Nagios XI – Restarting A LINUX Service With NRPE Part-5

Introduction:

In this part, we are going to  monitor Linux service using Nagiosxi as monitoring tool.

Here are the Ip’s which we are going to use for demo purpose.

110.x.x.69——>Nagios Core Server(Nagiosxi)

110.x.x.67——>Centos as client (machine whose service is going to be monitored).

Configuration on Client Machine:

In this section we are going to doing configuration on centos(i.e on Linux as cilent machine.)

Now,configure 110.x.x.67.
[root@nagios-linux-test~]#yum install epel-release

install_epel-release

[root@nagios-linux-test~]#yum install nagios plugins

install_nagios plugins.png

Now, We need to stop the firewall on both machines(i.e on centos as client m/c and also on nagios server machine.)

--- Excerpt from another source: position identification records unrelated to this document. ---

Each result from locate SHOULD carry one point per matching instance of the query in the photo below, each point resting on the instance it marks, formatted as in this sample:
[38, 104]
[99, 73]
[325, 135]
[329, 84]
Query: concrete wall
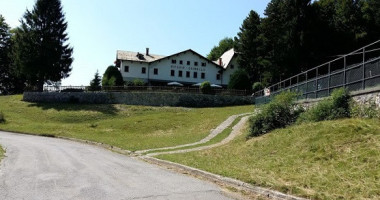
[147, 99]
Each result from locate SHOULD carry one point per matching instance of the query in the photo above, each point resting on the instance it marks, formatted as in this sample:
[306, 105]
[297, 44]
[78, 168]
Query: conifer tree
[41, 50]
[95, 84]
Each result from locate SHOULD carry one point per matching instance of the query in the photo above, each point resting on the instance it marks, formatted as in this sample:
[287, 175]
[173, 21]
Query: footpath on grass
[246, 188]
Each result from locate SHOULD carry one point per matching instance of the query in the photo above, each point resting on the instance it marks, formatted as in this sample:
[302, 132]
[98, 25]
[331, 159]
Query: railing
[167, 89]
[358, 70]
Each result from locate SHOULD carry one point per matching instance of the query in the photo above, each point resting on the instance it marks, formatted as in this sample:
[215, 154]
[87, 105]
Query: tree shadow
[108, 109]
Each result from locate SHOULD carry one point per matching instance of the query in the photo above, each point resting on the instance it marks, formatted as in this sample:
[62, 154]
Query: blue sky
[98, 28]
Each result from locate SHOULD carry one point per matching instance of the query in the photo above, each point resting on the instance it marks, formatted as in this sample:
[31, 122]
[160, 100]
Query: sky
[98, 28]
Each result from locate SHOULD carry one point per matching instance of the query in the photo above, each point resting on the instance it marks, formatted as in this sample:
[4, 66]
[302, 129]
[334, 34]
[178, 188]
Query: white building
[187, 67]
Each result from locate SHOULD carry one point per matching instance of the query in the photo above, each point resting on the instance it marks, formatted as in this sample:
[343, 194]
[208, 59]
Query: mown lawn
[124, 126]
[326, 160]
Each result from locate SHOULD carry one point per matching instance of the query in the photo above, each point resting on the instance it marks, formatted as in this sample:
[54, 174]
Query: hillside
[326, 160]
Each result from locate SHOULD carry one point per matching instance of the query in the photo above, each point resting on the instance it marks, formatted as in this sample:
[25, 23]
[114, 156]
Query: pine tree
[247, 43]
[41, 51]
[95, 84]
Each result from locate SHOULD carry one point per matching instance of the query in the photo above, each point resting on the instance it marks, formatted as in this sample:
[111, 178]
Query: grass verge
[220, 137]
[123, 126]
[325, 160]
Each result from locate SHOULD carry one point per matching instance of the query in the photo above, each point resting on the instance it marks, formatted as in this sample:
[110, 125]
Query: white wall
[165, 66]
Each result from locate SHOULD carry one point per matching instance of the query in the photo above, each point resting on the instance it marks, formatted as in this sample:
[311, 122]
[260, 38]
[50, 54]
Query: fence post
[363, 77]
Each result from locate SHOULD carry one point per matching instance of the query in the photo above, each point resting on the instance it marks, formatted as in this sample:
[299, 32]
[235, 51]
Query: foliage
[296, 35]
[138, 82]
[334, 107]
[364, 111]
[217, 51]
[206, 87]
[41, 51]
[112, 77]
[247, 43]
[257, 87]
[95, 84]
[239, 80]
[279, 113]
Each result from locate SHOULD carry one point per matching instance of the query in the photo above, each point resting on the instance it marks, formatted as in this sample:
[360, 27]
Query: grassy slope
[325, 160]
[128, 127]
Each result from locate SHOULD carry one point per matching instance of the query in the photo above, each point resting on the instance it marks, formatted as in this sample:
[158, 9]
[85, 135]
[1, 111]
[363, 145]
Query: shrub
[240, 80]
[334, 107]
[2, 118]
[257, 87]
[138, 82]
[206, 87]
[364, 111]
[279, 113]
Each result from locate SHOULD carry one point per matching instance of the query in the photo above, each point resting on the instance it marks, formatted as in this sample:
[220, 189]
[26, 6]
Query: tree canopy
[112, 77]
[41, 51]
[224, 45]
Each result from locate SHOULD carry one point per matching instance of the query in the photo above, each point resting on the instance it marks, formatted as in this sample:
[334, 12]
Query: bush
[240, 80]
[138, 82]
[257, 87]
[206, 87]
[279, 113]
[364, 111]
[334, 107]
[2, 118]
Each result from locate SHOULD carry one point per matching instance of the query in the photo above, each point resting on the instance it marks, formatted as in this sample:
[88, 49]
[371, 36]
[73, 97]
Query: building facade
[187, 67]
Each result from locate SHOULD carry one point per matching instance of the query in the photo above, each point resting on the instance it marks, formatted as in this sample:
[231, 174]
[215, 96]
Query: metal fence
[358, 70]
[166, 89]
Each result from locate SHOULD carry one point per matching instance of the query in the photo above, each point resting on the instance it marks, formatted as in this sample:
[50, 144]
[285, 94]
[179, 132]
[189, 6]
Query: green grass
[325, 160]
[124, 126]
[221, 136]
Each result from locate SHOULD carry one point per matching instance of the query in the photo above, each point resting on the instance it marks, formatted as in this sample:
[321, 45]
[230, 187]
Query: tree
[41, 51]
[224, 45]
[10, 83]
[240, 80]
[247, 43]
[95, 84]
[112, 77]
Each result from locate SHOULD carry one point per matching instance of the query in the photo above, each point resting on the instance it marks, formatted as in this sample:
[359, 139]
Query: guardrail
[167, 89]
[358, 70]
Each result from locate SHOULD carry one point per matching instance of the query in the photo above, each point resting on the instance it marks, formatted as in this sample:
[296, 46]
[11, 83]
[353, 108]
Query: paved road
[50, 168]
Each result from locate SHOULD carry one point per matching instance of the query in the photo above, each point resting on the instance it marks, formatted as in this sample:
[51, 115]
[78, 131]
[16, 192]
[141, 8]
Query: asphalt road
[51, 168]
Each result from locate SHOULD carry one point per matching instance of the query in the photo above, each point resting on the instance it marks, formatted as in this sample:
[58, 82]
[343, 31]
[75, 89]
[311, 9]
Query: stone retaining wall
[366, 97]
[138, 98]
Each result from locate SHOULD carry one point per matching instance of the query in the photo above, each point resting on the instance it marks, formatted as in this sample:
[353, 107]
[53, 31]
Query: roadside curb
[221, 180]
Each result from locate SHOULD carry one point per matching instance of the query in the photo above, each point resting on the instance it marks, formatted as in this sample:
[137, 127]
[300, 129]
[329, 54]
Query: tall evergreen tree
[95, 84]
[224, 45]
[247, 42]
[41, 50]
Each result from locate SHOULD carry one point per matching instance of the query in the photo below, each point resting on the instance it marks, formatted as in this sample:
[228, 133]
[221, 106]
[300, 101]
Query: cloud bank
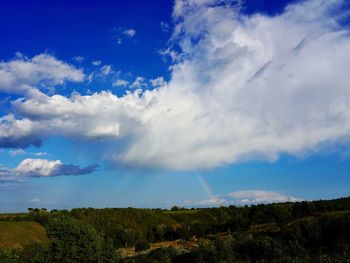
[43, 168]
[42, 71]
[241, 88]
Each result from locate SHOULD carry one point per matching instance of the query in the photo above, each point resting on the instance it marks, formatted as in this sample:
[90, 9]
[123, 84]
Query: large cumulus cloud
[242, 87]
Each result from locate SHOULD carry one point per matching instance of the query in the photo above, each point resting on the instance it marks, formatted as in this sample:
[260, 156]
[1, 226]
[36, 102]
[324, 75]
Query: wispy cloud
[239, 92]
[43, 168]
[129, 32]
[42, 71]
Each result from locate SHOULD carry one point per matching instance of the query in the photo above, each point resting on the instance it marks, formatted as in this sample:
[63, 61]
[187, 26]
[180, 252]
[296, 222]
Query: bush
[142, 245]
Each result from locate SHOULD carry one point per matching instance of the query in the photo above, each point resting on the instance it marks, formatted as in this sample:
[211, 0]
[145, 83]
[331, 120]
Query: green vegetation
[18, 234]
[316, 231]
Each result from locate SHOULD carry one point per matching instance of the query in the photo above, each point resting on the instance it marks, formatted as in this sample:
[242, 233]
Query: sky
[193, 103]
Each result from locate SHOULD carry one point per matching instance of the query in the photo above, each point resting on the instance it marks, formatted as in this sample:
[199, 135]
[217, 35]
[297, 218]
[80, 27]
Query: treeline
[284, 232]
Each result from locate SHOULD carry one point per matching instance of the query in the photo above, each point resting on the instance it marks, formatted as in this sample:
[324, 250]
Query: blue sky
[162, 103]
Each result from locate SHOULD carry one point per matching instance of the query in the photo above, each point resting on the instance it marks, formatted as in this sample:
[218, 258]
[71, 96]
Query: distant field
[180, 212]
[187, 245]
[14, 235]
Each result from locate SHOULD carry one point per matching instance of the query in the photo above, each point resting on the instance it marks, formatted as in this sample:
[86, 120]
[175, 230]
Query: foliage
[142, 245]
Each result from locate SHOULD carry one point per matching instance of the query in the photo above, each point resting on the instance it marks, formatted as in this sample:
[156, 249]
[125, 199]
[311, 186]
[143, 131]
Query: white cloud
[129, 32]
[106, 70]
[164, 26]
[44, 168]
[248, 87]
[139, 83]
[96, 62]
[158, 82]
[21, 73]
[35, 200]
[79, 59]
[120, 83]
[17, 152]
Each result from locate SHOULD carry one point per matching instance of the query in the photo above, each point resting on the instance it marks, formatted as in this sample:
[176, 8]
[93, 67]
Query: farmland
[18, 234]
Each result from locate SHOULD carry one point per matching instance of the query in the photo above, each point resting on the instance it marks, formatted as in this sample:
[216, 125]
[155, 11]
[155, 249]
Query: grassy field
[15, 235]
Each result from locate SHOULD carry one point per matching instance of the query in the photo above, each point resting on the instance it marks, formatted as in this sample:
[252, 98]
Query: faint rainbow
[204, 184]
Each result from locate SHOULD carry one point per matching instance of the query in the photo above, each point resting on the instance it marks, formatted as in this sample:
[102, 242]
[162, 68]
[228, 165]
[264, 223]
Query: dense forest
[317, 231]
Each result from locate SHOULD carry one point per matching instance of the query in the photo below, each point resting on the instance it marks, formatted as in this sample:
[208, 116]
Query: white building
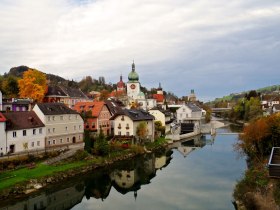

To do this use the following command

[root@nagiosclient ~]# service iptables stop

firewall stop.png

Firewall is stopped now.

Now, We need to create the script,which gives us the current status of particular service(i.e Status is either “OK-Running” or “Critical-Not running”).

So,go to the following path to create script file.

[root@nagiosclient ~]# cd /usr/lib64/nagios/plugins/

or

[root@nagiosclient~]#cd /usr/local/nagios/libexec

[root@nagiosclient plugins]#vi check_httpd.sh

and paste following content.

***********************************************

#!/bin/sh
service httpd status | grep running

case $? in
0)
echo “OK httpd is Running”
exit 0
;;
1)
echo “Critical httpd not running”
exit 2
;;
*)
echo “UNKONWN – Failed to connect”
exit 3
;;
esac

************************************************

then press “esc” after that :wq (enter).

Now change the permissions of that “check_httpd.sh” file for that use following command-

[root@nagiosclient plugins]#chmod 777 check_httpd.sh( hit enter)

[root@nagiosclient plugins]#ls

when You type the ls command then color of “check_httpd.sh” file changes from white to green.

Configuring NRPE Command:

First we’ll create a command in the “/usr/local/nagios/etc/nrpe.cfg” file that will perform the restart command. Establish a terminal or SSH session to your Linux server as the root user and execute the following command:

[root@nagiosclient~]#vi /usr/local/nagios/etc/nrpe.cfg

                                            OR

[root@nagiosclient~]#vi /etc/nagios/nrpe.cfg

nrpe_cfg_file path.png

When using the vi editor, to make changes press i on the keyboard first to enter insert mode. Press Esc to exit insert mode.

Go to the end of the file by pressing Shift + G and add the following line:

command[service_restart]=sudo service $ARG1$ restart

add.png

When you have finished, save the changes in vi by typing:->”ESC :wq” and press Enter.

***********************************************************************

OPTIONAL:(Generally No Need to perform This Step upto  next Star Line):

The nagios user will also need to be granted permissions to execute the service command. Execute the following command as root to give NRPE permission to restart services:

echo “nagios ALL = NOPASSWD: `which service`” >> /etc/sudoers

It’s very important to use the back-tick key on your keyboard around the `which service` words above, this key is commonly located to the left of the 1 key.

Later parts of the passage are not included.